Tak ada jawaban, gadis itu masih berjalan. Dengan tidak beraturan tentunya.

“Hey, nona. Apa kau ingin mati!?”

“……”

“Kau tidak tulikan? Kenapa kau keras kepala sekali. Jika kau tak minggir. Baiklah, aku tidak akan memperdulikanmu. Aku tak segan-segan menabrakmu! Dan disini tak ada orang, yang bisa menjadi penolongmu!”

Gadis itu menghentikan langkahnya tiba-tiba. Wajahnya memerah. Dia kesal kepada orang yang sedari tadi meneriakinya. Terutama saat mendengar lelaki itu mengucapkan kata ‘memperdulikan’. Dia benci kata-kata itu

Ckittttttt~

Jinki meremas rem sepedanya kuat. Saat seseorang di depannya mendadak berhenti. Syukur, tidak tertabrak.

Sementara gadis yang menghentikan langkahnya, berbalik ke arah Jinki. Mata dengan sudut yang tajam itu menatap Jinki penuh kebencian.

“Kenapa tidak menabrak. Katanya ingin menabrakku. Kau bilang kau tidak perduli. Kenapa kau justru berhenti? Kau ini sebenarnya niat tidak sih ingin menabrakku. Sekarang, sebelum kau menyesal. Ayo tabrak aku lagi. Ayo tabrak aku!”

Jinki tertegun.

Cantik.

Cantik sekali. Dan..dadanya berdebar-debar, ketika bibir tipis gadis itu bergerak-gerak saat mengeluarkan kalimat-kalimat indah. Indah? gadis itu justru sedang memarahinya. Apa yang ada di pikiran Jinki?

“Ah..”

“Sekarang kau kenapa. Kau tak jadi menabrakku? Kalau begitu boleh aku saja yang menabrakmu?” Tanpa menunggu jawaban dari mulut Jinki. Gadis itu berjalan cepat. Mendorong sepeda Jinki dengan kuat. Sementara Jinki tak melawan sedikitpun.

Dan…

Brugh

Jinki sukses jatuh berdebum di atas aspal. Gadis itu ternyata cukup kuat.

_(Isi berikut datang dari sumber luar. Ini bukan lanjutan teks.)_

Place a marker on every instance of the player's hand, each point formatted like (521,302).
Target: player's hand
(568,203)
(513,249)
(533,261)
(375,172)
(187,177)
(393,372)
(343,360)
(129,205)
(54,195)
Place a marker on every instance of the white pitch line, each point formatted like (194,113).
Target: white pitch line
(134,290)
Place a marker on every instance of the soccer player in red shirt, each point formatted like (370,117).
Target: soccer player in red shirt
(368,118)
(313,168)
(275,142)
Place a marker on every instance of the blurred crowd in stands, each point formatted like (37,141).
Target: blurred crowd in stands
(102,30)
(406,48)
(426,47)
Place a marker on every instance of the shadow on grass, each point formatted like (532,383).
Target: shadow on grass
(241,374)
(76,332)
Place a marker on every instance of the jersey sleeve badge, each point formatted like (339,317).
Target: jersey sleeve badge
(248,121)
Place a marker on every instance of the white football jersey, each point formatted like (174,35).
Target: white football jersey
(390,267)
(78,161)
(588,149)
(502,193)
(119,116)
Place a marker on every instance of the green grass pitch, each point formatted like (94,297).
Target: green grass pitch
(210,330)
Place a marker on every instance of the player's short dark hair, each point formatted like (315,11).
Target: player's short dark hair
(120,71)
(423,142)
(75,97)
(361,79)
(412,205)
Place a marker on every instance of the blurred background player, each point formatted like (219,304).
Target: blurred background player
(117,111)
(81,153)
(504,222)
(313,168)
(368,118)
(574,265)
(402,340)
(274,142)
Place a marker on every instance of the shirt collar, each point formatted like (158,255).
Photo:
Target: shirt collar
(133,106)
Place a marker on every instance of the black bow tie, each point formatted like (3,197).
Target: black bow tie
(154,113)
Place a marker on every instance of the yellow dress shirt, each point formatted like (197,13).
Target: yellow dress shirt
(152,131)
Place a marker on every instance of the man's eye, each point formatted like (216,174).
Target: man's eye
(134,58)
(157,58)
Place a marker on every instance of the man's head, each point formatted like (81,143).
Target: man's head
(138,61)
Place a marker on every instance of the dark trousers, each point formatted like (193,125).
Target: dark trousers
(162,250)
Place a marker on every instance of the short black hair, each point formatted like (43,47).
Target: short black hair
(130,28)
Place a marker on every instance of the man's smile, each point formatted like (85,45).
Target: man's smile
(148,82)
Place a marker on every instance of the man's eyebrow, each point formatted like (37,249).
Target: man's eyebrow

“Ya! apa-apaan kau. Berani-beraninya melakukan ini padaku. Kau pikir kau siapa, huh?” Kesadaran Jinki sudah pulih. Dia menatap tajam gadis di depannya.

Cantik.

Tapi apa gunanya jika dia galak? Jinki tak suka.

“Aku Gweboon. Kenapa memangnya? Kau ingin mengajakku berkenalan. Kau bukan tipeku. Aku ini anak SMA. Kau ini tua, seuisia pamanku! Dasar Psyco.” Jinki mengernyit.

Tua? kenapa rasanya sakit sekali saat mendengar kata itu. Apa benar dia setua itu?

“Ya! Aku tidak tua. Aku bahkan belum menikah,” ucap Jinki yang entah kenapa justru terlihat seperti sedang mencurahkan perasaan hatinya.

“Apa perduliku? Kenapa aku harus perduli dengan itu? Bahkan tak ada gunanya jika aku memperdulikannya. Seperti Choi Minho. Aku perduli padanya, tapi dia justru tak pernah memperdulikanku.” Sama saja, yang ini justru terdengar sangat jelas bahwa gadis ini memang sedang mengeluarkan seluruh kekesalannya.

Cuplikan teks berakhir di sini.